Activist investors took aim at Emmanuel Faber, who became Danone's boss in 2017, and his management team, demanding his departure and a revamp at the top as the company struggles to plot a post-Covid recovery strategy.

Last month, US fund Artisan Partners said it had built up a sizeable stake in Danone in the hope of prompting strategy and personnel changes, weeks after another hedge fund, London-based Bluebell Capital, revealed it had also acquired shares to force changes.

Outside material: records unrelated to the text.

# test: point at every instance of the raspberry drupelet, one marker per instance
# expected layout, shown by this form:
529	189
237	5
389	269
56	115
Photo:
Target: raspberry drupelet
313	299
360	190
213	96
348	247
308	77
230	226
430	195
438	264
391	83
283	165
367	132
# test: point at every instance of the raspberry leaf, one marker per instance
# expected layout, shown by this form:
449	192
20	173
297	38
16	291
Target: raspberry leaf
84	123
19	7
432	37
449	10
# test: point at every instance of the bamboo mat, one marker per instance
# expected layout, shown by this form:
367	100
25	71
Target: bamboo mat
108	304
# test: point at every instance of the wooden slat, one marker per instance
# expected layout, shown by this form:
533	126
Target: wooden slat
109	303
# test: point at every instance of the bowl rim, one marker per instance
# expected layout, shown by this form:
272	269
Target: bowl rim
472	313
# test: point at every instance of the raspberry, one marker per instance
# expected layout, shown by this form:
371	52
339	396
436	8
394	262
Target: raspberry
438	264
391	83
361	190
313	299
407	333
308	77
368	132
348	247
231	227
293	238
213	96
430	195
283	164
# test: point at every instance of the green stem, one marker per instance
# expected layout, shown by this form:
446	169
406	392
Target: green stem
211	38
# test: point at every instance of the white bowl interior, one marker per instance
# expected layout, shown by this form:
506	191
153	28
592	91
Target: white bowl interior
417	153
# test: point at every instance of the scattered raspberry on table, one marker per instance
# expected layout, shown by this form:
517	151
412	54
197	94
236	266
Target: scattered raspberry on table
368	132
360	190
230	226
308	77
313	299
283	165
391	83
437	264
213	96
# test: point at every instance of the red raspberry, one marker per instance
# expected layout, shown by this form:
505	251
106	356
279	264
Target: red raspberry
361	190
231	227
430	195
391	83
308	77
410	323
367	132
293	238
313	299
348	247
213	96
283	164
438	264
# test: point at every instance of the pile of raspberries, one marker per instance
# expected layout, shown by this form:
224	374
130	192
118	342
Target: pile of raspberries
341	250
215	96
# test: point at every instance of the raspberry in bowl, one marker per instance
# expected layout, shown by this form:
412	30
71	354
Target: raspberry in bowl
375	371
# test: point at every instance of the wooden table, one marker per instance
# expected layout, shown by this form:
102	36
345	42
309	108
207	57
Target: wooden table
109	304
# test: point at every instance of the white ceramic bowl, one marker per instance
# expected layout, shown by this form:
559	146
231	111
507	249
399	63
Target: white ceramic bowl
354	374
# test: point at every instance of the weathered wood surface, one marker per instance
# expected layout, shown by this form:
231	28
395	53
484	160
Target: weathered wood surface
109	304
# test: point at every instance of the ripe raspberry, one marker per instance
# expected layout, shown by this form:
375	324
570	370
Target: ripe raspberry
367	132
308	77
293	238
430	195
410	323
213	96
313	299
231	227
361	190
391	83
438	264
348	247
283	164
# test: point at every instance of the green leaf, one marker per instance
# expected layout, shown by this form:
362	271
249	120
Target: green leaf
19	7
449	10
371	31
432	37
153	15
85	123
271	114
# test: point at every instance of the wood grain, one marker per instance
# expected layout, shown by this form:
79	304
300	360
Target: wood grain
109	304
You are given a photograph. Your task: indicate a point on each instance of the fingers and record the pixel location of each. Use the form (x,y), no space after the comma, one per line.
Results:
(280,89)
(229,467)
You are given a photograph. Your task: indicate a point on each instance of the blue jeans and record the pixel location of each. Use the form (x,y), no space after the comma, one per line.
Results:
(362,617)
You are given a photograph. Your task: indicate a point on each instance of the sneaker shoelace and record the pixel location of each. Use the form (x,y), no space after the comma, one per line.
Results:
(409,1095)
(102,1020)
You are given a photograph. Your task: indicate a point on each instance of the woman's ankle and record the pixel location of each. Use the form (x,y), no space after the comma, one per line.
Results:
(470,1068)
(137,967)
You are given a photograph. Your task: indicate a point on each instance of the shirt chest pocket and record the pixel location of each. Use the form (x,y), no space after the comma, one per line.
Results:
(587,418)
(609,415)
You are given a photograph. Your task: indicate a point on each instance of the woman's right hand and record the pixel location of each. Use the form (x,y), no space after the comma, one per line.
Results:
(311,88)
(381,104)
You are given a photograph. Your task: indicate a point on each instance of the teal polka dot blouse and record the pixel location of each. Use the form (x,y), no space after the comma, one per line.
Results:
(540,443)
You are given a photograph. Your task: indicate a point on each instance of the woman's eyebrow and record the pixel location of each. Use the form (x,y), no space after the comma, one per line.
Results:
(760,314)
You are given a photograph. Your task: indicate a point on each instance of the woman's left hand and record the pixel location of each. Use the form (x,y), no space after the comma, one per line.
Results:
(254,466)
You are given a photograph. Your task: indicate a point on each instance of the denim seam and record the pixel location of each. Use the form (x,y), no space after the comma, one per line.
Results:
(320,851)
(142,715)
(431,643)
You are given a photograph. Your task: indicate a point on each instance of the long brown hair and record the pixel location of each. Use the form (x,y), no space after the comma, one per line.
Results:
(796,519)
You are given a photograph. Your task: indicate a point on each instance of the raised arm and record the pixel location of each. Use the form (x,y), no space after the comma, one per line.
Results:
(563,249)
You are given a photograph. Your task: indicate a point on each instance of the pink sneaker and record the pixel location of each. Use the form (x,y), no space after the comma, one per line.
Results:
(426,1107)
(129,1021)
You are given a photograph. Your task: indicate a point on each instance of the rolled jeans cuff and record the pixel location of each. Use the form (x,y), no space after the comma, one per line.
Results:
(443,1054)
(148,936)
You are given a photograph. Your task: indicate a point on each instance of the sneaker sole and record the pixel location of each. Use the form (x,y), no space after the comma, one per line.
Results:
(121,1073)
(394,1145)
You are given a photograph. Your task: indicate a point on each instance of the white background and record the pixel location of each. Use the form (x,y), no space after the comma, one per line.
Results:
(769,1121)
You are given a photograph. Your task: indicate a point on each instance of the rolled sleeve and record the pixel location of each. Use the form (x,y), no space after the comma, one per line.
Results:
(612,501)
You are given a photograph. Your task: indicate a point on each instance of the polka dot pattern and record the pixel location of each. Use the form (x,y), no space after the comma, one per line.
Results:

During Faber's reign at Danone, which is one of the world's biggest food companies, it added a mission statement to its statutes combining profitability with social responsibility and environmental targets.

"We want finance to serve the economy, and the economy to serve the people," Faber once said, a view that one unnamed analyst said "certainly irritated financial markets a bit".

But despite Faber's professed care for social issues, Danone in November announced plans to lay off around 2,000 of its 100,000 employees worldwide as part of a project to "reinvent" the company -- and stem a decline in the share price which dropped by about a third in 2020.

"Unfortunately, the financial performance of Danone is not consistent with the quality of its assets," Artisan wrote to other shareholders in February, adding that it had spent some $1.6 billion to take a stake of over three percent in the firm to make it the third-largest shareholder.

Ahead of Monday's move, investors had already split Faber's dual roles of both board president and chief executive to improve accountability.

While searching for a replacement "with an international profile", Danone named a trio of top managers to head the firm.

The Paris stock market welcomed Faber's departure, with Danone shares trading more than four percent higher in early business Monday.